Plutôt connue pour son eau-de-vie de Mirabelle, la superficie du vignoble de Lorraine produit également quelques vins d’appellations. La plus connue étant les Côtes de Toul. Il s’agit d’un vin gris, issu principalement du Gamay.

Qu’est-ce qu’un vin gris ?

C’est une déclinaison de vin rosé, assez spécifique aux vins d’Alsace, mais également de Lorraine. Le Languedoc est lui aussi concerné car il produit de nombreux vins rosés, dont des vins gris.
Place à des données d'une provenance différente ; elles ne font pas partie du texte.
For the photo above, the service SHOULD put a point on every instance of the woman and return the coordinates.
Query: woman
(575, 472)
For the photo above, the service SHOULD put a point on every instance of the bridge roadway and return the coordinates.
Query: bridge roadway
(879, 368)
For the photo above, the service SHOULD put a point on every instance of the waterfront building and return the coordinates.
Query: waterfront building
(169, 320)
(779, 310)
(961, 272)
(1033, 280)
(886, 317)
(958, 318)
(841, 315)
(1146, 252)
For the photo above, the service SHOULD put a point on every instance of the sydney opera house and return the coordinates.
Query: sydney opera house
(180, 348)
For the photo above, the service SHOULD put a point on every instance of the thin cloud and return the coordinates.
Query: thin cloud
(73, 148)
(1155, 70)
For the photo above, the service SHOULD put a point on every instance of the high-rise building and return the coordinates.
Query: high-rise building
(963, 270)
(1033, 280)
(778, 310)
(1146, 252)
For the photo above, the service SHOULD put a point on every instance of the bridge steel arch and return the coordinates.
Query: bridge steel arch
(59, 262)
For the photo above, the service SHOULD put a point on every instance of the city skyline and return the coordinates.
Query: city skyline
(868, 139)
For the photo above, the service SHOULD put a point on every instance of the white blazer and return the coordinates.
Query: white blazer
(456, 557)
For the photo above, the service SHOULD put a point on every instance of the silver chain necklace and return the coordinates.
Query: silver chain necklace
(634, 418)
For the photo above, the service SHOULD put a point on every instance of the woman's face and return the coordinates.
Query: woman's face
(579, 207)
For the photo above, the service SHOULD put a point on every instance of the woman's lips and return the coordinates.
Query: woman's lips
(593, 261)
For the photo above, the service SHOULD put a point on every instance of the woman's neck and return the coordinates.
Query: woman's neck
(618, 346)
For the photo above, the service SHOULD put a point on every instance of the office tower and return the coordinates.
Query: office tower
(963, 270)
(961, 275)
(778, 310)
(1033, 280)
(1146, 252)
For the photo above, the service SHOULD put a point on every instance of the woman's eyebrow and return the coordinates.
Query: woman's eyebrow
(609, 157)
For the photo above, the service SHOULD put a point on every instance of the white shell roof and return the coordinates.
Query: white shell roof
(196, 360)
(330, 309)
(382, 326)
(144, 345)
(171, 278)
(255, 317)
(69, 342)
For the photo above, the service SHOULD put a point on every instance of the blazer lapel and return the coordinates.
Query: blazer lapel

Plus complexe qu’on ne le pense, le vin rosé arbore de nombreuses nuances de rosé incluant celle du gris. Ce qui fait donc du vin gris un vin à part entière. Voilà pourquoi on surnomme également les Côtes de Toul, « Gris de Toul« .

Un vignoble en plein développement

La superficie du vignoble de Lorraine dispose de 2 AOC. L’appellation Côtes de Toul donc qui est la plus connue. Assez récente car elle a été créée en 1998. 8 villages sur cette aire d’appellation, principalement des vignes en côteaux pour une meilleure exposition au soleil. Chaque année ce sont entre 2 et 3 hectares de vignes qui sont plantés afin d’accroître la production.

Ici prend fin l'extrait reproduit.